Today I bring you Karin Kaufman and her Five Secrets. I love learning secrets, don't you? Wait until you read about which POV was her favorite to write!
Karin writes mysteries (check out her website) and children's books. Although her mysteries are written from a Christian perspective, they don't downplay the evil we confront in this world—or the isolation Christians sometimes feel in what is a largely secular culture. But she rejects the notion that such fiction must be dark or oppressive. Because there is also goodness in this world—love, friendship, laughter, faithful dogs, piping hot cups of coffee— and it's every bit as real as the evil.
The Witch Tree, the first in her Anna Denning mystery series, was a finalist for a 2011 Grace Award. Karin lives near the foothills of the Colorado Rocky Mountains with Sophie, her crazy but lovable shelter dog.
Welcome Karin, please tell us Five Secrets we may not know about The Adventures of Geraldine Woolkins and you, but will after today!
1) I hadn’t planned on writing The Adventures of Geraldine Woolkins, and if someone had told me just one year ago that I’d write a children’s book, I never would have believed them. But Geraldine’s story came to me out of the blue last autumn, while I was trying to sleep one night (because all the best ideas come when you’re trying to sleep). Before I knew it, I’d written the entire first chapter of Geraldine’s adventures in my head. When I got up the next morning, I started work on the book. I knew I had to write it. You never know where God is going to lead you.
2) Okay, looking back, I should have known I’d write a children’s book one day, especially one also intended for adults. I still have fond memories of books I read as a child, like A. A. Milne’s Winnie-the-Pooh and The Story about Ping by Marjorie Flack, and I wanted to capture that warm feeling, for both adults and children, and put it in my own book. I don’t care what age you are, who doesn’t want to curl up in bed with a cozy book about young forest animals? The main difference between my book and the books I read as a child is that in my book, God is front and center. He’s at the heart of it all—the Woolkins family and their world. Geraldine and her family believe in Him, as do most of the creatures they encounter.
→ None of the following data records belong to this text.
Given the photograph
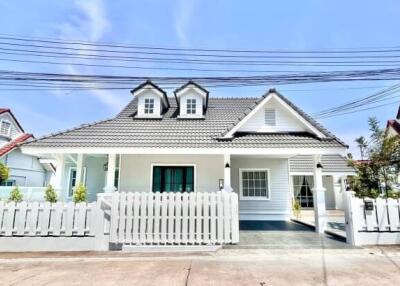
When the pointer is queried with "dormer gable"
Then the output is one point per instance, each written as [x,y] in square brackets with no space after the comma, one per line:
[192,100]
[274,114]
[152,100]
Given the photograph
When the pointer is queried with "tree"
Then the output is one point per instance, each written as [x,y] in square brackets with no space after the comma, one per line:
[4,172]
[383,154]
[80,193]
[15,195]
[50,194]
[362,144]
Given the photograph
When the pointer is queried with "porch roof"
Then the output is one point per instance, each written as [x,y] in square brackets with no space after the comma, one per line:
[126,130]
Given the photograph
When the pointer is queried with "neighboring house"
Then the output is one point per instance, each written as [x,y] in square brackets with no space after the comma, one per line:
[25,170]
[192,142]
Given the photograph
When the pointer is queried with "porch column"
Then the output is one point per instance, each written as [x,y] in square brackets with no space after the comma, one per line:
[79,169]
[60,167]
[112,158]
[227,173]
[319,196]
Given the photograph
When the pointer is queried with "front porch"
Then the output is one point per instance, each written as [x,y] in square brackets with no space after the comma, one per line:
[262,182]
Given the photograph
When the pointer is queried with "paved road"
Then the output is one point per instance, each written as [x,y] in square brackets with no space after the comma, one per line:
[377,266]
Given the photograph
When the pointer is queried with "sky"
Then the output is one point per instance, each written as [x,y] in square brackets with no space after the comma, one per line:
[197,24]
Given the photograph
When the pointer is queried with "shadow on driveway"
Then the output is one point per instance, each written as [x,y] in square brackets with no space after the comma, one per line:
[283,235]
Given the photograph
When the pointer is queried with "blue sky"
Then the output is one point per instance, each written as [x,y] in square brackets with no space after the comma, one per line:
[197,24]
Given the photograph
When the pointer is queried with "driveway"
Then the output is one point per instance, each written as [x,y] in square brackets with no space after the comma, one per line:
[283,235]
[259,267]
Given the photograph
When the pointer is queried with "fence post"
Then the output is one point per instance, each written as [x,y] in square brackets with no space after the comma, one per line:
[350,218]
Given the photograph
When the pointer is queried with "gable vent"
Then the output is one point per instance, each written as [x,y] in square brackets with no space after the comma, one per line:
[270,117]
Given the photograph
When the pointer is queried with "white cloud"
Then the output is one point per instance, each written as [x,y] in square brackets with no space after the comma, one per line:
[88,22]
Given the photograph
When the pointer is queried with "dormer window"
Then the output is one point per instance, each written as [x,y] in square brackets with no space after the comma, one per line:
[191,106]
[149,105]
[5,128]
[152,101]
[192,100]
[270,117]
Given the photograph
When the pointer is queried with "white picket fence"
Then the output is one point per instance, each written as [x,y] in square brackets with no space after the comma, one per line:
[174,218]
[380,225]
[46,219]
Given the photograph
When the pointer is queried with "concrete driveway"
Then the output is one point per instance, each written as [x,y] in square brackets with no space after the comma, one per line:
[226,267]
[283,235]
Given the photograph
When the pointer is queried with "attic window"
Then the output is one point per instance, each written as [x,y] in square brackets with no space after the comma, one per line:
[149,105]
[191,106]
[5,128]
[270,117]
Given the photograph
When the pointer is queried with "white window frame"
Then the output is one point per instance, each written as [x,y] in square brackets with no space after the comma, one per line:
[193,102]
[247,198]
[265,116]
[152,165]
[70,169]
[151,101]
[9,129]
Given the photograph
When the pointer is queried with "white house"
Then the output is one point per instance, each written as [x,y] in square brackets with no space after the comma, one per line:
[25,170]
[196,143]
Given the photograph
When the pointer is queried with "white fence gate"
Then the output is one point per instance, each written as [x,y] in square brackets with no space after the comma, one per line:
[174,218]
[46,219]
[372,221]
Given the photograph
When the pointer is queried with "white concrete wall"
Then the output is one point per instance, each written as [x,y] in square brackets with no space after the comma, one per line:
[94,179]
[25,169]
[190,94]
[135,171]
[157,103]
[285,121]
[279,205]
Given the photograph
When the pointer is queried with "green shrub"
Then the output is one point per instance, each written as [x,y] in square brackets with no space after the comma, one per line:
[393,194]
[296,208]
[4,172]
[50,194]
[365,193]
[15,195]
[80,193]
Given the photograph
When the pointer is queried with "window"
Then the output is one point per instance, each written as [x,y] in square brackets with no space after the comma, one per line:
[302,186]
[72,180]
[5,128]
[149,105]
[270,117]
[254,184]
[173,179]
[191,106]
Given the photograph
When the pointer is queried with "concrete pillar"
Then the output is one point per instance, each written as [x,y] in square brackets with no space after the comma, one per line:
[60,168]
[79,169]
[319,196]
[227,173]
[112,159]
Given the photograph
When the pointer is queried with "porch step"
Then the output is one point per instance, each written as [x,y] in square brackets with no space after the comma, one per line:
[170,248]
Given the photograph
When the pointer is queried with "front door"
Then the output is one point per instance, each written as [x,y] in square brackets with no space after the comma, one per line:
[175,179]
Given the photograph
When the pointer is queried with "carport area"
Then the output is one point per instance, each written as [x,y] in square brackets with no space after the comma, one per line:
[284,235]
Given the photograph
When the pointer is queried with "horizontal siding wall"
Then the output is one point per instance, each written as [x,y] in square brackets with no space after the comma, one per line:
[136,170]
[279,206]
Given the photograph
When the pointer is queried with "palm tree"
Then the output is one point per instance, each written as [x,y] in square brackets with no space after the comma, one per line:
[362,144]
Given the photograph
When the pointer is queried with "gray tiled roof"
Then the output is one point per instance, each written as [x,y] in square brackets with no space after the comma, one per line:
[125,130]
[330,163]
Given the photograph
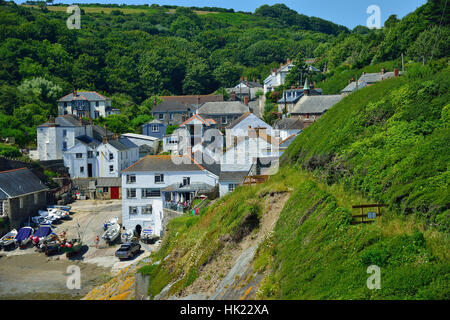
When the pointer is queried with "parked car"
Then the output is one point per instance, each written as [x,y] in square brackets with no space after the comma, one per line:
[128,250]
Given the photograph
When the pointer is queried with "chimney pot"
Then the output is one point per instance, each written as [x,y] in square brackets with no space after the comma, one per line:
[396,72]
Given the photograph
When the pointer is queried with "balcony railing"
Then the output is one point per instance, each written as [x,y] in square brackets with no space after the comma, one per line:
[175,207]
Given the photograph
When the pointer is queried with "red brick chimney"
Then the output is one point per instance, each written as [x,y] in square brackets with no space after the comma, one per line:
[396,73]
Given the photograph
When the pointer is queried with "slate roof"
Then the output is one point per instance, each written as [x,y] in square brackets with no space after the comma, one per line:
[352,86]
[122,144]
[84,95]
[172,106]
[292,98]
[206,122]
[90,142]
[109,182]
[289,124]
[207,162]
[316,104]
[226,107]
[154,121]
[165,163]
[67,120]
[14,183]
[193,99]
[99,132]
[233,176]
[250,84]
[139,136]
[238,120]
[193,187]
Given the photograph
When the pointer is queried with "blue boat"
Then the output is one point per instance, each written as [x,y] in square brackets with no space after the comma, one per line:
[65,208]
[41,233]
[24,236]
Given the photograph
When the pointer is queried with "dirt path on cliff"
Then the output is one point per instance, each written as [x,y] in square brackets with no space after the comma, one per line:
[225,265]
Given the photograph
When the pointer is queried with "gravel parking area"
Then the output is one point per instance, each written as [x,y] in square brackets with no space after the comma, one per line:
[28,274]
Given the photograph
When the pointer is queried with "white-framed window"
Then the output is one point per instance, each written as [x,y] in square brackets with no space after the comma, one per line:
[131,193]
[150,193]
[131,178]
[159,178]
[2,208]
[147,209]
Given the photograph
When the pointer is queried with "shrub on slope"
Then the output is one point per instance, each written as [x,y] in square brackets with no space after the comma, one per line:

3) I had the best time writing from a young mouse’s point of view! (Strangely, it wasn’t difficult at all. What does that say about me?) Geraldine experiences the wonder of what is for her an always brand-new world: leaves turning brilliant colors in October, the “marshmallow” world of snow in December, sledding down Acorn Hill on a piece of tree bark, even the terrifying wolves of the barren land. And that gave me a chance to imagine what it might be like for a very tiny creature to experience such things for the first time—and imagine what God the Creator was thinking when he made them all.
4) I’m thinking of writing The Further Adventures of Geraldine Woolkins, taking the Woolkins mouse family through the winter months, January to March, in their oak forest home.
5) My favorite children’s stories of all time are stories I read only as an adult, never as a child: the seven books that make up C.S. Lewis’ Chronicles of Narnia.
Young Geraldine longs to have adventures as thrilling as those in the Book of Tales, the book her papa reads to her and her brother Button at night. More than that, she wants to be brave—a seemingly impossible task in a world where ravens throw black shadows over the earth and wolves prowl barren lands in search of their prey. But Geraldine is a mouse. The weakest of ground things. Why was she, who wants so much to be brave, created by God to be small and quivering?
The book’s ten stories follow the Woolkins family—Papa, Mama, Geraldine, and Button—from October to December, as they face their rather human trials and tribulations and Geraldine struggles to understand Very Very Big Hands, the creator of all, including ravens and wolves.
Suitable for readers of most ages. Parents will want to read the book to younger children, preferably after making them a cup of cocoa.